NASA has allocated $ 333 thousand to the team of the University of Akron for the development of a network based on the blockchain

Seven-mile steps approaching the time when the blockchain-specialists will find the application of technology even in the conditions of open space. The funny thing is that for today it can sound like a crazy concept for many, and tomorrow it will become a reality!

Yesterday it became known that in the framework of the program of grants for the exploration of space technologies, NASA allocated one of them for $ 333,000 to the team of the University of Akron, led by Associate Professor Jin Wei.

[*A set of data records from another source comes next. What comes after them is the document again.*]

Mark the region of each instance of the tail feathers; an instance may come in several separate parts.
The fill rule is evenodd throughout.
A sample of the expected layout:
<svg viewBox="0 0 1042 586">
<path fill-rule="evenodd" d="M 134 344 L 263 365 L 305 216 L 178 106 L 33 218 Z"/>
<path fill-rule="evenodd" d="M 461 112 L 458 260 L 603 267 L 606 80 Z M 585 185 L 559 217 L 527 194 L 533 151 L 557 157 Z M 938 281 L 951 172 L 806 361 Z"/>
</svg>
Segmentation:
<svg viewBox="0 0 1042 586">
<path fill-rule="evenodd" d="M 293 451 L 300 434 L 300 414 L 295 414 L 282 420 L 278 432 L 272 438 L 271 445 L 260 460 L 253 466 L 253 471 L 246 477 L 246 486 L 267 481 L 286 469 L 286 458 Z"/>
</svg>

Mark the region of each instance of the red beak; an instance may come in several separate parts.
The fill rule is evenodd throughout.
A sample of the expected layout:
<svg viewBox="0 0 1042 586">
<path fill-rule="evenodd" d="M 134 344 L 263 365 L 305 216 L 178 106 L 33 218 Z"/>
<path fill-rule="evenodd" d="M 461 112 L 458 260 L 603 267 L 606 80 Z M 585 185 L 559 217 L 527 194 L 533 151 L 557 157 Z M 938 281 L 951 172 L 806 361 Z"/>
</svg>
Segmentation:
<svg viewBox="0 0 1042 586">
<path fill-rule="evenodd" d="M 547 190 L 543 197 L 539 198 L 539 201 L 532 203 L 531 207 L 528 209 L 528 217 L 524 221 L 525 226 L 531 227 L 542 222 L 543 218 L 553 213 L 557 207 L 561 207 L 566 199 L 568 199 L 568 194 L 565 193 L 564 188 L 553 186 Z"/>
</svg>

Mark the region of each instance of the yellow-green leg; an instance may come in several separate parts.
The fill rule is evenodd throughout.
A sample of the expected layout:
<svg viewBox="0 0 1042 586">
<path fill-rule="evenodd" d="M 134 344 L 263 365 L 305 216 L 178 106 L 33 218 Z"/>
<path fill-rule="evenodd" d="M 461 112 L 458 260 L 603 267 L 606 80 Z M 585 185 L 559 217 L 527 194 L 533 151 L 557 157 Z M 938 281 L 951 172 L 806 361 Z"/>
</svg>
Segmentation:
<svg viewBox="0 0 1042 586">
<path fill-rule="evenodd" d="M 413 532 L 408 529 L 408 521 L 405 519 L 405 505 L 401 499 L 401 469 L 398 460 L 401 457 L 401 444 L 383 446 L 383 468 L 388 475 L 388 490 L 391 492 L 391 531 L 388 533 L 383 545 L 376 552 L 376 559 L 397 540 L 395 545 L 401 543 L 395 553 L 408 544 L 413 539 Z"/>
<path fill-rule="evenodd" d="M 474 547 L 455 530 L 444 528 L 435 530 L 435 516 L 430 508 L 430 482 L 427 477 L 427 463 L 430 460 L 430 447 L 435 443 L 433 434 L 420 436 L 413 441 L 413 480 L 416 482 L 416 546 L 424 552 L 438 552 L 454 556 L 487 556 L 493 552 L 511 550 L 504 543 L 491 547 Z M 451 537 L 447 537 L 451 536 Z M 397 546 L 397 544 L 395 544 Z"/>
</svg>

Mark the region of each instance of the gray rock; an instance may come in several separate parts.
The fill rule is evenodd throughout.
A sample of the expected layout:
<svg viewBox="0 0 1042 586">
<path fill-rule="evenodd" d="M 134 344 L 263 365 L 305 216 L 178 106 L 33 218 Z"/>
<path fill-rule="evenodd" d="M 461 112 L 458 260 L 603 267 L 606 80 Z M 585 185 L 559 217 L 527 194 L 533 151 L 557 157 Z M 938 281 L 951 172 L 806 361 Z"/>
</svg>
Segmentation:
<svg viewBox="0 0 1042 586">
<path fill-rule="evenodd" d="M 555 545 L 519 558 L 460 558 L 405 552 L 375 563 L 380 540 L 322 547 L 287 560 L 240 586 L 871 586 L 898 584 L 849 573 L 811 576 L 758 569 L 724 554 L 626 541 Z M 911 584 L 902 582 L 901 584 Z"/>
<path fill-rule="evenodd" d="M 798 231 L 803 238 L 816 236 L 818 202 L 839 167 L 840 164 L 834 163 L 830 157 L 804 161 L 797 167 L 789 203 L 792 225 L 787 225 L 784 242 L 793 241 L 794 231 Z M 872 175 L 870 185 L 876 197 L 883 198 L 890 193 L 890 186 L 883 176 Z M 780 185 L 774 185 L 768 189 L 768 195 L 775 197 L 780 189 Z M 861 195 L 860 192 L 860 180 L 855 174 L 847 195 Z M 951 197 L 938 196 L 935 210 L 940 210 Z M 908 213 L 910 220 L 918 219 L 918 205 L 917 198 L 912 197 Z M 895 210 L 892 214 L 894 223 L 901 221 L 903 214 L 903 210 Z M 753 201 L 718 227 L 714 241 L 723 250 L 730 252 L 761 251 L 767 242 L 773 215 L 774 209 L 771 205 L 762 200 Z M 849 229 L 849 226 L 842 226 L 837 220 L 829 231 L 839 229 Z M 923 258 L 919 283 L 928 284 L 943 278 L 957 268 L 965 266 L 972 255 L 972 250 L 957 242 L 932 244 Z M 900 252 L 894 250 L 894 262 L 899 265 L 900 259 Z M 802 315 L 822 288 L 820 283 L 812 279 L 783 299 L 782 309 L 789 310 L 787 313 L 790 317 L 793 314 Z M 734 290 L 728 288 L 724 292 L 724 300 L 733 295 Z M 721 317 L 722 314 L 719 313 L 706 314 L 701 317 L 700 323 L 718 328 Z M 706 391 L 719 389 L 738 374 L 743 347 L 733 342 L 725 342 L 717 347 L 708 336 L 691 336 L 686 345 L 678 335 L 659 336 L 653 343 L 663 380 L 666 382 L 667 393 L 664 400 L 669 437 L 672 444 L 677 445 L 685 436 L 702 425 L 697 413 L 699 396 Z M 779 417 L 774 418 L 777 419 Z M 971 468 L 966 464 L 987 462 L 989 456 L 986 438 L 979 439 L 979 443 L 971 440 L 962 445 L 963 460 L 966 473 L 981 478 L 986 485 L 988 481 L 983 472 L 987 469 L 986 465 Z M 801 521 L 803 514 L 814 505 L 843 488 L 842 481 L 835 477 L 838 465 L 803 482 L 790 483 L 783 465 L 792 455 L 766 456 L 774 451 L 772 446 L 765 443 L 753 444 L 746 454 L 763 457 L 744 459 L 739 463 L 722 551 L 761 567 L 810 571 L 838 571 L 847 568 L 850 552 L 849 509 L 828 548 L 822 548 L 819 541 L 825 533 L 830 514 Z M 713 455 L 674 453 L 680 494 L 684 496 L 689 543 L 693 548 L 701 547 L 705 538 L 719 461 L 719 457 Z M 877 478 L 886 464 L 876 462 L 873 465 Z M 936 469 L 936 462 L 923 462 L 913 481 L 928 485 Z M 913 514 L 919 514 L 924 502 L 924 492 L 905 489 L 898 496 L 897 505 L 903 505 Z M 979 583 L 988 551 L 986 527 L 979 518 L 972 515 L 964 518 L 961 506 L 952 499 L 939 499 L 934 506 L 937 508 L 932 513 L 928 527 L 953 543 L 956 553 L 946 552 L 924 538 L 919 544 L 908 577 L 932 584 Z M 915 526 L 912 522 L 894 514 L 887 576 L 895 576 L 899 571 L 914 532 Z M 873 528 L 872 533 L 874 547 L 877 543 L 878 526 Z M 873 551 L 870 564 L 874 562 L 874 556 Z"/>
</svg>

The main task of the team will be the development of a special network based on the blockchain that allows satellites to move safely even at a critical distance from the Earth while retaining the opportunity to make their own decisions.

The senior lecturer stated that she was going to even create her own satellite using blockchain technology. Most of the satellites currently in use wireless communication technology to connect to the Earth and, as it moves away from it, the transmission of information may take too long, or even break altogether.

This became a real problem for scientists, because in the event of a collision with any objects, like space debris or, when you need to record data about a meteorite, the satellite simply can not do it in a timely manner.

According to Jin, they with the team will be able to develop a technology that allows satellites to avoid undesirable “encounters” with space objects, as well as automate important tasks. For example, recording information about a particular space body.

In the concept, which the team members shared with the publication of Bitcoins Channel, the technology of blockchain, artificial intelligence and computing architecture was used. Due to these three “pillars”, the speed of satellite response to the surrounding objects will be increased and the hardware capability to independently make decisions will be activated.

Such statements bothered users who predicted many versions of how mechanisms and machines will capture the world tomorrow. But while the sound of the blaster is not heard outside the window, and Skynet’s servants are not marching in the streets, there are no objective reasons for excitement.